Erreur de diagnostic

Victime d'une erreur de diagnostic de l'Hôpital du Valais, Michel Clavien, l'ex-porte-parole de l'Etat, en a informé Maurice Tornay. Le chef du département valaisan de la santé lui a répondu que son cas serait examiné s'il n'en parlait ni à l'autorité de surveillance ni aux médias. Stupéfait par la réponse de Maurice Tornay, Michel Clavien, ancien chef de l'information de l'Etat du Valais, réplique au conseiller d'Etat qu'il s'en tiendra aux dispositions légales applicables en la matière dans un Etat de droit. Quelques semaines plus tard, il envoie son dossier à l'autorité de haute surveillance, soit la Commission de gestion (COGEST) du Grand Conseil valaisan.

«La Commission de gestion s'est en effet penchée sur ce dossier le mercredi 26 octobre», a confirmé à l'ats Laurent Léger, président de la COGEST. «J'avoue que personnellement, le fait que M.Tornay demande que l'expertise ne soit pas divulguée à l'autorité de haute surveillance - le parlement et ses commissions - me laisse perplexe et dubitatif...».

Mise en garde

Selon Michel Clavien, Maurice Tornay lui a envoyé un second courrier dans lequel il tente de manière «alambiquée» d'expliquer sa position en évoquant la protection de la sphère privée. La missive ne convainc pas plus son destinataire.
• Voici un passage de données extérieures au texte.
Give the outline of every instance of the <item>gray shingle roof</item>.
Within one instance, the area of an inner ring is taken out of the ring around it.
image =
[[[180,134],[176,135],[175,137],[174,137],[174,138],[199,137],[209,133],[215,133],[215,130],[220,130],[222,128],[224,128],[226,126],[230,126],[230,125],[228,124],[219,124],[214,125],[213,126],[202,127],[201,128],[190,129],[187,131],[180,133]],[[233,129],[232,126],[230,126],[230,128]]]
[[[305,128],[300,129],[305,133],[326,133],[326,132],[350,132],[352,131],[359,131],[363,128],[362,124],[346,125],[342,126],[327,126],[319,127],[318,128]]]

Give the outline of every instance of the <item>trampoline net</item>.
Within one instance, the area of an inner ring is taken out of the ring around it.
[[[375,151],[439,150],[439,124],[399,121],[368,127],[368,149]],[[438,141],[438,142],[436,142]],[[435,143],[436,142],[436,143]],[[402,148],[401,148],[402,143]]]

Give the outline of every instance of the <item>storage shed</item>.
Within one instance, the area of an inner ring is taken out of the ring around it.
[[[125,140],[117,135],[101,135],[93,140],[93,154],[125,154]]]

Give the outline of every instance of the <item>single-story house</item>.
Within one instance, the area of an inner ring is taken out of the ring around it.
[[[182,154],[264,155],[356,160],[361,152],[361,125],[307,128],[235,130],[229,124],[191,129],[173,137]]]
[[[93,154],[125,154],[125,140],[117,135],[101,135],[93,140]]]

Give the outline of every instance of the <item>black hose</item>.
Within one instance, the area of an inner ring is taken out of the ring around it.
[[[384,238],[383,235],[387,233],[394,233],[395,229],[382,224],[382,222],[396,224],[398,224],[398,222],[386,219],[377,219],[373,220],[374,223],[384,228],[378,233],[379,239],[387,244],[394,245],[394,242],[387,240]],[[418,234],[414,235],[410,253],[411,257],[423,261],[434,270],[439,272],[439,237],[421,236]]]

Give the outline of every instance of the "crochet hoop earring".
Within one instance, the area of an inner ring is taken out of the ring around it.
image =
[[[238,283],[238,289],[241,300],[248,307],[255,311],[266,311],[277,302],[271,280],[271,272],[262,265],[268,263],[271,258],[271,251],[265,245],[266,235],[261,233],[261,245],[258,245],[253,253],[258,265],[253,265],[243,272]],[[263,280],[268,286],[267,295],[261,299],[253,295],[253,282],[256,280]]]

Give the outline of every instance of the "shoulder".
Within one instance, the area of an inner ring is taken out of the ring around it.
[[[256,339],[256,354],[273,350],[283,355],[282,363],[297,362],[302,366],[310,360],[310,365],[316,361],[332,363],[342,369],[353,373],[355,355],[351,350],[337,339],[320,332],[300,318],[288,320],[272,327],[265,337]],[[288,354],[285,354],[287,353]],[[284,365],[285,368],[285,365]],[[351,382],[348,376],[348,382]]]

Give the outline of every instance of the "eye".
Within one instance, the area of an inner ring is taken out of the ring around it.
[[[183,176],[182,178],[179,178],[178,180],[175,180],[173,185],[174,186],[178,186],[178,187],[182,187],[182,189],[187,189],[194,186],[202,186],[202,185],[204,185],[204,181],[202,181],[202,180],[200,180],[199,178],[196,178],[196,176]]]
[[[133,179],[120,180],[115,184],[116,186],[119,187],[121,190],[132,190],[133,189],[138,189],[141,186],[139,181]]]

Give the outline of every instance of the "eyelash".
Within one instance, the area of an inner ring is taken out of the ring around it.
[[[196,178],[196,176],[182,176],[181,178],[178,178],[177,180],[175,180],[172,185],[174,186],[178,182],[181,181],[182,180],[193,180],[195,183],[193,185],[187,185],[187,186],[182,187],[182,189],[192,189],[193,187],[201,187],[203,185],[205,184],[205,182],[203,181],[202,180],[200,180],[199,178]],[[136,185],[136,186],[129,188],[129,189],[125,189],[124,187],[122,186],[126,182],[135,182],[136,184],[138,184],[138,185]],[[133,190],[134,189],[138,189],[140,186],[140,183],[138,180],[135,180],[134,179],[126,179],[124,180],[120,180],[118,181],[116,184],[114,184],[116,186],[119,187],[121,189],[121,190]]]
Maurice Tornay réfute vouloir et pouvoir interdire au patient de divulguer quoi que ce soit. Il indique que son rôle consiste à mettre en garde le patient contre les risques encourus par lui-même mais aussi par les tiers concernés, lorsqu'un dossier médical est mis sur la place publique. Le secret médical, le secret de fonction et la nécessité de trouver et de pouvoir conserver un expert peuvent être mis à mal, souligne-t-il.

Session animée

Cette nouvelle affaire remet aussi le doigt sur les manquements du Réseau Santé Valais: «Il aura fallu un troisième examen pour démontrer que les cellules étaient bien cancéreuses alors que les deux premiers le prouvaient déjà», regrette Michel Clavien.

L'ancien chef de l'information de l'Etat du Valais a soutenu l'ex- conseiller d'Etat Serge Sierro et Jean-Claude Pont dans leur croisade contre les dysfonctionnements du RSV. Mais il n'a pas porté plainte pour cette erreur de diagnostic de l'Hôpital du Valais, «même si elle a eu d'importantes conséquences sur ma santé».

La prochaine session du Grand Conseil qui débute le 15 novembre s'annonce d'ores et déjà animée: de très nombreuses interventions parlementaires relatives à la santé publique sont au programme.